Who in their right mind wants to be in the kitchen cooking? That’s right, no one.
For centuries, salmon has been smoked in Ireland using time-honored techniques which capture and enhance the flavor and texture of this great Atlantic fish. Irish salmon has a firm, lean flesh which gives this king of fish its distinctive and greatly sought after texture.
Traditionally smoked over oak, smoked Irish salmon acquires inimitable dark orange color and subtle flavor, so savored by the connoisseur.
At the W Hotel here in Miami, I use Spillane Seafoods. It is a family run business, situated on the shores of the beautiful Lakes of Killarney. Close by, the mighty Atlantic Ocean is home to some of the world's finest salmon fishing grounds.
Salmon are spawned in the pure rivers of Kerry during the autumn. The following springtime, the young salmon (smolts) navigate their way to the open sea, where they will spend the next three to four years feeding and growing.

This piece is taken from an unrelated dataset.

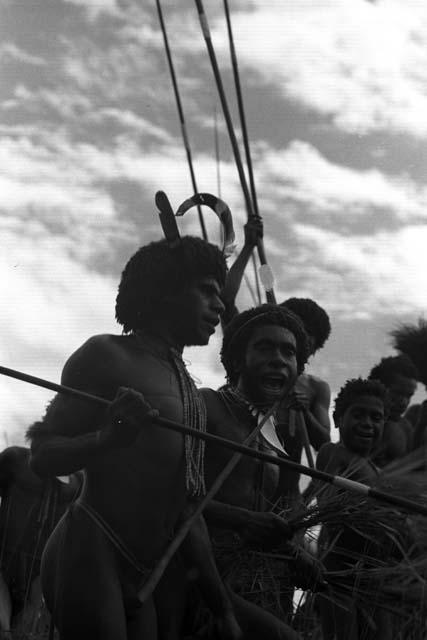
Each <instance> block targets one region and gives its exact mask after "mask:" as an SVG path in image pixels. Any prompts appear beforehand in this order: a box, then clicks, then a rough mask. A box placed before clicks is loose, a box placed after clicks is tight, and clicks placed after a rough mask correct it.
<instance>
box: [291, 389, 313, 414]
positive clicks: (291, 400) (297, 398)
mask: <svg viewBox="0 0 427 640" xmlns="http://www.w3.org/2000/svg"><path fill="white" fill-rule="evenodd" d="M310 400H311V398H310V396H309V395H308V394H307V393H306V392H304V391H297V390H294V391H292V393H291V394H290V396H289V400H288V408H289V409H295V411H308V410H309V409H310Z"/></svg>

Then, in a miracle of nature, these salmon will return homeward, finding unerringly the exact river in which they were spawned.

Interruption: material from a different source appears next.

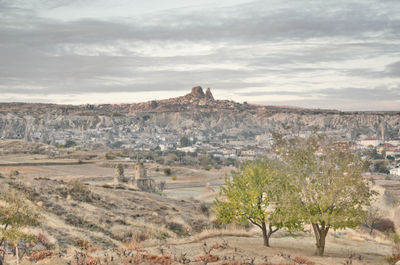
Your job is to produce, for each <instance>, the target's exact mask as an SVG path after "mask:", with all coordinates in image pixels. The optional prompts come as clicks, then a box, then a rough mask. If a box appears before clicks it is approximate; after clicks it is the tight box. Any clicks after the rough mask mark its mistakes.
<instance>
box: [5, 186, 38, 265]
mask: <svg viewBox="0 0 400 265" xmlns="http://www.w3.org/2000/svg"><path fill="white" fill-rule="evenodd" d="M0 201H1V202H2V203H1V204H0V247H3V253H2V254H1V255H0V265H1V264H3V263H4V260H5V254H6V244H11V245H12V246H13V247H15V252H16V256H17V264H19V255H18V243H19V242H20V241H21V240H26V241H31V240H33V237H32V236H31V235H29V234H27V233H25V232H24V231H23V229H24V228H26V227H28V226H37V225H39V214H38V213H37V212H36V211H35V210H34V207H32V205H31V203H29V201H28V200H27V199H26V198H25V196H24V195H23V194H22V193H20V192H17V191H15V190H13V189H9V190H6V189H5V188H4V187H3V189H1V190H0Z"/></svg>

As they return, they are caught by local fisherman and so begins the process of preparation for smoking.
The salmon is filleted and trimmed by hand. It is then salted and rinsed many times in natural spring water. Once prepared, the salmon filets are smoked in a specially designed oven using smoldering oak chips for several hours.
Finally, the filets are chilled, pin boned and vacuum-sealed, now ready for worldwide distribution.
Boxty is a traditional Irish potato pancake. The dish is mostly associated with the north midlands, north Connacht and southern Ulster, in particular the counties of Mayo, Sligo, Donegal (where it is know locally as Poundy or Poundies), Fermanagh, Leitrim and Cavan.
There are many different recipes but all contain finely grated, raw potatoes and all are served fried. The most popular version of the dish consists of finely grated, raw potato and mashed potato with flour, baking soda, buttermilk and sometimes egg.
Boxty was seen as so much a part of the local culture in the areas in which it was made, that the following poem was written:
“Boxty on the griddle,
Boxty in the pan,
If you can't make boxty,
You'll never get a man.”
(I guess this was when it was the women who did all the cooking)
1 lb. potatoes
6 oz. flour
8 oz. milk
1 1/4 tsp. salt
1/2 tsp. baking powder
Peel and grate raw potato.
Add flour, salt, milk and baking powder. Mix well.
Drop tablespoon of milk onto hot greased pan. Cook thoroughly to a golden brown on each side.